Но выйти они не успели. По лестнице затопотали поспешные тяжелые мужские шаги, и в сени буквально ворвался всклокоченный и взъерошенный Ваграм со Степановым кунтушом в руках.
– Твой? – он едва ли не с ненавистью ткнул одежду белобрысому здоровяку.
– Мой… – удивленно ответил тот, недоуменно оглядывая кунтуш. – А что с ним не так?
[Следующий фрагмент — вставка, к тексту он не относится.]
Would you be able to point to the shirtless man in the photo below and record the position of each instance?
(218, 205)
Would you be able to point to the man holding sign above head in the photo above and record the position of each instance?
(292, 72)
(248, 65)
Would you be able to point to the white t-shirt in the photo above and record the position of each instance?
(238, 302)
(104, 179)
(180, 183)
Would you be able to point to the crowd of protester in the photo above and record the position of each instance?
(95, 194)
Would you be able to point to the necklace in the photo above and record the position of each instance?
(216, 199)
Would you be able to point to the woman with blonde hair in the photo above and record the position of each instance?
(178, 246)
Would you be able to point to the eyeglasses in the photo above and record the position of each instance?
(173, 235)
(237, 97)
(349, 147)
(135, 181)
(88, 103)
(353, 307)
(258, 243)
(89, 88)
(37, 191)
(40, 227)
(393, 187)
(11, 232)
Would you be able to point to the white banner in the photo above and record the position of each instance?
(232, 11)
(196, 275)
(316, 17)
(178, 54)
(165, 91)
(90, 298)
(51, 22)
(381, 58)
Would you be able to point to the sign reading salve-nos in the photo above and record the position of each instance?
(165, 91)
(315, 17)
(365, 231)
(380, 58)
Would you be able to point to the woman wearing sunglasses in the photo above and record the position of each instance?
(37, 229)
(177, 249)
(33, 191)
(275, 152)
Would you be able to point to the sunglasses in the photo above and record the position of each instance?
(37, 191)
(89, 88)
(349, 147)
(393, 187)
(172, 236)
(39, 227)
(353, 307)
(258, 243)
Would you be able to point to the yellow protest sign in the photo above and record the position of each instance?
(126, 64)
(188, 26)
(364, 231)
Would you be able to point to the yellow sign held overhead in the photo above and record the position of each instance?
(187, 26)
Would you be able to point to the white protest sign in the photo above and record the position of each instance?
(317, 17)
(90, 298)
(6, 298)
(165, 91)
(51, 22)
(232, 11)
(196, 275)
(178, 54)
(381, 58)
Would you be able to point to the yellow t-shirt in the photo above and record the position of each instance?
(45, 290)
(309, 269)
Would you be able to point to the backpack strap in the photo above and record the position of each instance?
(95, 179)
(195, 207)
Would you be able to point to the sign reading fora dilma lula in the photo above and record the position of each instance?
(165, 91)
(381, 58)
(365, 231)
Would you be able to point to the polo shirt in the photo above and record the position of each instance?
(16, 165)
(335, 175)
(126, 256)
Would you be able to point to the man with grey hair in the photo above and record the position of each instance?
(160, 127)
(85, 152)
– Аревик не просыпается… – ничего не объясняя, заговорил об ином расстроенный армянин. – Мы не можем ее разбудить. Никак… И она – была полностью обнажена… Под твоей одеждой на ней не было даже исподней рубашки. Кто-нибудь из вас может мне объяснить: что все это значит?
– Конечно, Ваграм-джан, – попытался успокоить взволнованного отца Куница. – Мы расскажем вам все самым подробным образом. Вот только проводим нашего товарища. Ему срочно надо ехать. А потом – обязательно все расскажем и объясним. Но, заверяю вас – ничего непоправимого ни с душой девушки, ни ее телом чернокнижник сделать не успел…
– Достаточно и того, что моя дочь была обнажена перед чужими мужчинами. Наш род опозорен навек! Теперь Аревик никто не возьмет замуж. Уж лучше б она умерла!
– Опомнись!! Что ты городишь?! Ты же мужчина! – неожиданно для всех сердито рявкнул Степан на отца девушки, похоже, окончательно потерявшего разум от свалившихся бед и горестей. Беря Ваграма за грудки и основательно встряхивая. – Совсем сдурел, что ли?!
– Ты не понимаешь… – все так же полубезумно качал головой тот, даже не пытаясь освободится. – Сваты спросят у меня: сберегла ли невеста свою честь для жениха? И что я им отвечу? Что мою дочь видели голой не менее четырех мужчин? Кто захочет взять в жены такую бесстыдницу?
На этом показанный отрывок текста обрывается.